In Linux case pretty much all drivers expose EGL & GLES natively, so there's minimum effort to get it working there.


Edited by Mārtiņš Možeiko on
Replying to boagz57 (#26675)

While considering that Macintosh is dropping OpenGL support from being an obsolete mess of a completely broken graphics API, you might as well use a thin abstraction layer or helper library on top of Vulkan and run on both Windows and Linux with decent performance, without having to write or transpile shaders for different APIs.

That would be very strange choice - to not choose GL because macOS is dropping support for it and thus choose Vulkan. Because macOS does not have Vulkan too. So you'll be using 3rd party wrappers in any case.


Edited by Mārtiņš Možeiko on
Replying to Dawoodoz (#26685)

The only point in using OpenGL over Vulkan was supporting more platforms than Vulkan. Now that OpenGL is no longer the JavaScript of graphics APIs (existing everywhere and hated everywhere), OpenGL can safely be called a relic of the past. I would not like to do strange workarounds with global states, sampler states tied to textures, up-side-down coordinate systems, strange methods that only filled a purpose 30 years ago, when Vulkan removes half of that crap and supports the same systems.


Edited by Dawoodoz on
Replying to mmozeiko (#26686)

IMHO nobody should be using Vulkan if they are just starting and do not know which GPU api to use. There are too many things that you need to do properly in VK otherwise your code will be way worse and run much slower than even crappiest and simplest OpenGL code. On differnet platforms and different vendors you need to do VK code a bit differently to be efficient. Which is not what beginners should focus.

Here are few of examples (but there much more than this) what you need to understand and know to write proper Vulkan code:

https://www.jlekstrand.net/jason/blog/2022/08/descriptors-are-hard/
https://asawicki.info/news_1740_vulkan_memory_types_on_pc_and_how_to_use_them
https://zeux.io/2020/02/27/writing-an-efficient-vulkan-renderer/
https://therealmjp.github.io/posts/gpu-memory-pool/ (D3D12, but applies the same to Vulkan)


Edited by Mārtiņš Možeiko on
Replying to Dawoodoz (#26687)

For someone looking to learn a graphics api to write a 3D renderer as a beginner (me), who has no experience with rendering or rendering API’s is plain opengl still worth learning or should I be looking into the Google angle library instead?

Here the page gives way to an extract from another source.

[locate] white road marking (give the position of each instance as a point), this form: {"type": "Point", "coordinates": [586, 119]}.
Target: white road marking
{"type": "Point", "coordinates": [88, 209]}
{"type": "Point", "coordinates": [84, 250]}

For someone looking to learn a graphics api to write a 3D renderer as a beginner (me), who has no experience with rendering or rendering API’s is plain opengl still worth learning or should I be looking into the Google angle library instead?

If you decide learning GL itself, then it does not matter which one you learn, as modern core profile GL and GLES2/3 versions are almost the same. They have very minor differences. GLES2 is almost like GL 2.1 with old FFP functionality removed. And GLES3 is almost like core profile GL 3.3.

The point of why I am suggesting to use Angle instead of regular GL is that it is much more stable and tested across various driver. With regular GL you'll find that you have a ton of bugs and smalls differences on many different PC when you're shipping your application. Which makes writing and debugging GL code very hard.

That said, if you're on Windows, then I would strongly recommend using D3D11 instead. The API is way better, and it has less driver issues.